Fawn Barrie, the Executive Director of the Oregon Wine Council, expressed her concern over the OHA's decision to withhold these findings. This decision comes into sharper focus considering the OHA's continued advocacy for increased taxes on local wine producers. With the Task Force on Alcohol Pricing and Addiction Services set to convene on February 1st, where the OHA is scheduled to present, calls for accountability are growing louder.

Jana McKamey, Executive Director of the Oregon Winegrowers Association, criticized the lack of transparency from the state's public health agency. She emphasized the wine industry's commitment to promoting responsible drinking and addressing underage drinking, underscoring the need for effective use of existing resources to combat problem drinking.

The report in question found that a staggering 664 percent increase in wine taxes might only reduce consumption among excessive drinkers by about two percent. This reduction could be even less significant when considering the likelihood of these individuals turning to other substances. The report suggests that higher prices may not effectively reduce alcohol consumption among heavy or binge drinkers, who contribute significantly to the economic costs associated with alcohol consumption.

This news comes at a particularly challenging time for Oregon's wineries.
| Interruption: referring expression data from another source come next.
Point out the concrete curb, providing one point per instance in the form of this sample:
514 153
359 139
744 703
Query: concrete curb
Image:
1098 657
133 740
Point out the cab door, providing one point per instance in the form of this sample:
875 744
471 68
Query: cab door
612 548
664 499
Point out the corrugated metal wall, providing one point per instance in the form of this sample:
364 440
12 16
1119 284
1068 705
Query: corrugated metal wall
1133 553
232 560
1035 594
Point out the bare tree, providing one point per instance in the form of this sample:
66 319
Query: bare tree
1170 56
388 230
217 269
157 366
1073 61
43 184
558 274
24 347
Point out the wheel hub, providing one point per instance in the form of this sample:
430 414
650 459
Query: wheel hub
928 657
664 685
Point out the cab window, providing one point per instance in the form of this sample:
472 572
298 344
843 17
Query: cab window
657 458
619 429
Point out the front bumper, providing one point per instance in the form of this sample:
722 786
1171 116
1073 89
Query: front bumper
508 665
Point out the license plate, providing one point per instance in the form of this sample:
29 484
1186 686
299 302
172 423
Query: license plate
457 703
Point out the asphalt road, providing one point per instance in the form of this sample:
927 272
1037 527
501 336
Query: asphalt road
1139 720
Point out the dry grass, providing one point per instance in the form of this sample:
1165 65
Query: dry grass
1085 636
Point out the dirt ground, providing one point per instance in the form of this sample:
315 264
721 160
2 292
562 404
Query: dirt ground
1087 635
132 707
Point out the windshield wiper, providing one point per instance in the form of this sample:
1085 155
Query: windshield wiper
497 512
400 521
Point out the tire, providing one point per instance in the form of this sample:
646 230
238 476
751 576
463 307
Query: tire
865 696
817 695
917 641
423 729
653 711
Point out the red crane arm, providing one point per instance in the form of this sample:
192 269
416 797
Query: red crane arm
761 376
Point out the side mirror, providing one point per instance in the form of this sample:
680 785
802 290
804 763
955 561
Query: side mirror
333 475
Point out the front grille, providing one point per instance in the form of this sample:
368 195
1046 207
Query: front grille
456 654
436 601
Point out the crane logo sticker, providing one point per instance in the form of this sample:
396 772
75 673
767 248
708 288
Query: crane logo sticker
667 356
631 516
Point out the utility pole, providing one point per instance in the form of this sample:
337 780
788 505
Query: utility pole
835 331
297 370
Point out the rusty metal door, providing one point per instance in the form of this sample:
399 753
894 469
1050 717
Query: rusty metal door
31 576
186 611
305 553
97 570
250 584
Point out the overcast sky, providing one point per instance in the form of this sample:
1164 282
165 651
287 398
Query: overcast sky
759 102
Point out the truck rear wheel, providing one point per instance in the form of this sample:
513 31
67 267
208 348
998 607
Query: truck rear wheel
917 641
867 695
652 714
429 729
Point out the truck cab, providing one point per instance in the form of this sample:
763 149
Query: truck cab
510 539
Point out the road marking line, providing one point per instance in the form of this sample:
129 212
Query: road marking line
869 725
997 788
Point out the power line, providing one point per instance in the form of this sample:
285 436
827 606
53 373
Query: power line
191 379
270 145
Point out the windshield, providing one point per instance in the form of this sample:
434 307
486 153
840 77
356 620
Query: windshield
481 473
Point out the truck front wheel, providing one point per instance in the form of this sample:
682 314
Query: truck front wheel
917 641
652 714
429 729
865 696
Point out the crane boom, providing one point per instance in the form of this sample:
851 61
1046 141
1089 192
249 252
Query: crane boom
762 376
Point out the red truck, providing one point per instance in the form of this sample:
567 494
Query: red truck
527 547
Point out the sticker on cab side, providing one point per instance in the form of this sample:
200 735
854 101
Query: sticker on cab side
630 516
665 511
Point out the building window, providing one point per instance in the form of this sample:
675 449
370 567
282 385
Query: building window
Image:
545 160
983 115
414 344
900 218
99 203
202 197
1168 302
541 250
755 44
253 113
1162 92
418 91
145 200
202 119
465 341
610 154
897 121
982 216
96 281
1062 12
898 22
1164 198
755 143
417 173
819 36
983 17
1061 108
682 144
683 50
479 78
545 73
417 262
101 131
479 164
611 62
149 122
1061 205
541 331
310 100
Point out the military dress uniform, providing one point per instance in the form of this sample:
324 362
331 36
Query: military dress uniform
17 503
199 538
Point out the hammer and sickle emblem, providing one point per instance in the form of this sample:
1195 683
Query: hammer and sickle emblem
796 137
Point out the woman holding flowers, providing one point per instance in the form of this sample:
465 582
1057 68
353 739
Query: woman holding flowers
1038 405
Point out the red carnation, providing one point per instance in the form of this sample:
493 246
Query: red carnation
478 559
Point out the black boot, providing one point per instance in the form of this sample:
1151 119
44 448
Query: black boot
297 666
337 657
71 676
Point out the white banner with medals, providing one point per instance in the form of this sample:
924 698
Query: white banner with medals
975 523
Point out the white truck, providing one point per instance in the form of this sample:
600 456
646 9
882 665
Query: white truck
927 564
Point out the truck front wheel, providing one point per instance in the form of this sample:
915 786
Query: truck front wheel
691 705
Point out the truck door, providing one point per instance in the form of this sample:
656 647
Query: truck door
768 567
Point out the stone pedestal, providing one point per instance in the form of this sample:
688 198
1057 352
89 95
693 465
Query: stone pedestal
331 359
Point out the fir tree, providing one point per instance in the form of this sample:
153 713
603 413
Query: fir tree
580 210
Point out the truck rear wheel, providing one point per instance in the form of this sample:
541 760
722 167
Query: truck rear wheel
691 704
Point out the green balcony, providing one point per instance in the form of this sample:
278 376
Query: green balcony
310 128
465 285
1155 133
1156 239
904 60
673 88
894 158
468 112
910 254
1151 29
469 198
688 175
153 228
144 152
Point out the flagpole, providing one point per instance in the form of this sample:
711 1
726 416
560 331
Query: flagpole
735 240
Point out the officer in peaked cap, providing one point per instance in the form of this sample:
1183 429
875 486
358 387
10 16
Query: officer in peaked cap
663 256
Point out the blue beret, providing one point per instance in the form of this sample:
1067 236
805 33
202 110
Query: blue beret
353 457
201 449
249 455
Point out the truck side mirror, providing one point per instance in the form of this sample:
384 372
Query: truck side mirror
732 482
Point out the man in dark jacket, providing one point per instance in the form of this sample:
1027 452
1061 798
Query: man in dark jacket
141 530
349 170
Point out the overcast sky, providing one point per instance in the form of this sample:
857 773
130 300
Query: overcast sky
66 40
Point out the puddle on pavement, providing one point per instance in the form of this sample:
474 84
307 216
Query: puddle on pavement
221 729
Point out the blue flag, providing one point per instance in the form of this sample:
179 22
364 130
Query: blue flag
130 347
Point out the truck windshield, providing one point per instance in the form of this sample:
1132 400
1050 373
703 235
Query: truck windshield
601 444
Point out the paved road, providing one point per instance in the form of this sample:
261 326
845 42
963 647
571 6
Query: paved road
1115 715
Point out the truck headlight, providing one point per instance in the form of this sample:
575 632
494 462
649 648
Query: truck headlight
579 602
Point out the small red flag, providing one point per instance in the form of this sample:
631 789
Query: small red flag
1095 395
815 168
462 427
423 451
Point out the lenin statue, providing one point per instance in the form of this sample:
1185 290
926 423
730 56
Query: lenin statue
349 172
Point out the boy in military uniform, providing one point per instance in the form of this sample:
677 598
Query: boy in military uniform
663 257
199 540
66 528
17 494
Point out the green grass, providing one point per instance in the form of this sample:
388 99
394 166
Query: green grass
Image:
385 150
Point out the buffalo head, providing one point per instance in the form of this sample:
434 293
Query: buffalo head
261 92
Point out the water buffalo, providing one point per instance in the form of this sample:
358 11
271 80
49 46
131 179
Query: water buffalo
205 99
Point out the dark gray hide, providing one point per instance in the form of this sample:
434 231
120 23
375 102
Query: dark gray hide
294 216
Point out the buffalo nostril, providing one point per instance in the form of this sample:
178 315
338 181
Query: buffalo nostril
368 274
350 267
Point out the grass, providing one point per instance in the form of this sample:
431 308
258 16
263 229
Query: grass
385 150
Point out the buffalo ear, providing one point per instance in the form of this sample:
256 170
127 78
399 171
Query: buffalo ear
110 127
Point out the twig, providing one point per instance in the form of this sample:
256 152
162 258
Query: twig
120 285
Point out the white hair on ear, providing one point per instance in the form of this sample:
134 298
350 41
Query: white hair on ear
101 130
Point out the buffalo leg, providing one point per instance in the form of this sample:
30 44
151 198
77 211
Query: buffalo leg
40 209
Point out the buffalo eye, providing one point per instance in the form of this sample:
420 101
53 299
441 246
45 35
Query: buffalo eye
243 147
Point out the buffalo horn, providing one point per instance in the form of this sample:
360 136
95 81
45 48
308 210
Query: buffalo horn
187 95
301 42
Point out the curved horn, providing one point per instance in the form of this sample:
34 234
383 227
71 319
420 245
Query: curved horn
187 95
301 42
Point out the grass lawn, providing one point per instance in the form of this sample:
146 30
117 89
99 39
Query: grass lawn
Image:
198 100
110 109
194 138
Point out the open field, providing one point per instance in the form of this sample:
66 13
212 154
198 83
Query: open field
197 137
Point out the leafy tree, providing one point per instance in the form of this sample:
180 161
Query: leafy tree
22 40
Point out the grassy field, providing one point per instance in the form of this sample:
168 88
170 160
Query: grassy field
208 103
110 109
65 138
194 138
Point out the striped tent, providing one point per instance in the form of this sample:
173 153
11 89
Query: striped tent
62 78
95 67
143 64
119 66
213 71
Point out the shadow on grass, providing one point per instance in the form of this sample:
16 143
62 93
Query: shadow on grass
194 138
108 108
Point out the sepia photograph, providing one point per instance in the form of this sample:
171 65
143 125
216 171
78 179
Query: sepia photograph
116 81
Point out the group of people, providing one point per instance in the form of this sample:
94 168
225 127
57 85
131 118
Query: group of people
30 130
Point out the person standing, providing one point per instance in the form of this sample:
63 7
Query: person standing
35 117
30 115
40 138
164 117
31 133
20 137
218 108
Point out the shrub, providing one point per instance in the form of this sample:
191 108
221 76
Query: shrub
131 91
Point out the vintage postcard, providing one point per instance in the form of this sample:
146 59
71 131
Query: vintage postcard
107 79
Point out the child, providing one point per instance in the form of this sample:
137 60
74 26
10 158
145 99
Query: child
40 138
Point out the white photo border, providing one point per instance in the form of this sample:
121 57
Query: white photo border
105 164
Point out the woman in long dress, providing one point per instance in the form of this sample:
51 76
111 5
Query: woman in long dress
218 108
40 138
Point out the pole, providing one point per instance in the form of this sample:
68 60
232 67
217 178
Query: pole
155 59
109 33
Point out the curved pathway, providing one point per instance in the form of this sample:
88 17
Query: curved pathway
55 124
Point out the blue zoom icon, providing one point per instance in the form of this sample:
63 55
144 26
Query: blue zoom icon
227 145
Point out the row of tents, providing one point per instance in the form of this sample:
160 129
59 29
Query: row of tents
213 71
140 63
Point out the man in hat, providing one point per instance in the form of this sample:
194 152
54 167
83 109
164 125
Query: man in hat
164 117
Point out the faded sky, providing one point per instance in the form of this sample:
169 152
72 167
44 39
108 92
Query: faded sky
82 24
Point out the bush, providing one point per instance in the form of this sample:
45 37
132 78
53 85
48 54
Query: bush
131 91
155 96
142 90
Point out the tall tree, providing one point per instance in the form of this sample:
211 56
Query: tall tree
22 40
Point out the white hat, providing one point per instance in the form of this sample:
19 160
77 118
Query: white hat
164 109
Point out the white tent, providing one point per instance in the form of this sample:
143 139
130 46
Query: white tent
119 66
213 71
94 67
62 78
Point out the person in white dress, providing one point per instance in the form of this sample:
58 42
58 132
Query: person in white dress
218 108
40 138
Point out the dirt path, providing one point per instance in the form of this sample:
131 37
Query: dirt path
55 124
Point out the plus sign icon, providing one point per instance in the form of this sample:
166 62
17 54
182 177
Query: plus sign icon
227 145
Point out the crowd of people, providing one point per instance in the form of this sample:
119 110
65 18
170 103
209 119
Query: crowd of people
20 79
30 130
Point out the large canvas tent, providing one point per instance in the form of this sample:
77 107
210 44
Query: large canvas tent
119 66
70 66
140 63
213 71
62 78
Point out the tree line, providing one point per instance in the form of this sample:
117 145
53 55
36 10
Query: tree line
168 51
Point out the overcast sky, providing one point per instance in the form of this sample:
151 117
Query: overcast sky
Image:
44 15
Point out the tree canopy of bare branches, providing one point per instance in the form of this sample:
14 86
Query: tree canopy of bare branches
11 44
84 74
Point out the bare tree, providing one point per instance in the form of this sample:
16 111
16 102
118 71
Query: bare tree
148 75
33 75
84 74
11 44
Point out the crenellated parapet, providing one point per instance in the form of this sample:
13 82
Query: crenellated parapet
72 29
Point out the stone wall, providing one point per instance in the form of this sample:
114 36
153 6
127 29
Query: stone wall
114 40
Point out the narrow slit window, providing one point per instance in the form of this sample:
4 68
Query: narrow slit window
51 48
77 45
The industry is already grappling with a host of issues, including reduced consumption and tourism, inflation, supply chain disruptions, labor shortages, and the devastating impacts of wildfires. The proposed tax increase, which wineries might struggle to pass onto consumers due to market conditions, adds another layer of complexity. Oregon's lack of a sales tax means that this burden falls directly on the producers. Moreover, Oregon wines are already priced higher than those from neighboring states, primarily due to higher production costs and lower yields.

The allocation of alcohol tax revenue in Oregon is also under scrutiny. Currently, only a small fraction of this revenue is directed towards mental health and drug addiction recovery and treatment. Despite Oregon spending more on these issues than most states, its behavioral health services rank near the bottom nationally.

In response to these revelations and ongoing challenges, the Oregon Winegrowers Association and the Oregon Wine Council are reaffirming their commitment to collaborating with the Task Force. They aim to discuss more effective ways to utilize existing tax revenue for addiction treatment and behavioral health services, seeking solutions that support both public health and the vitality of the Oregon wine industry.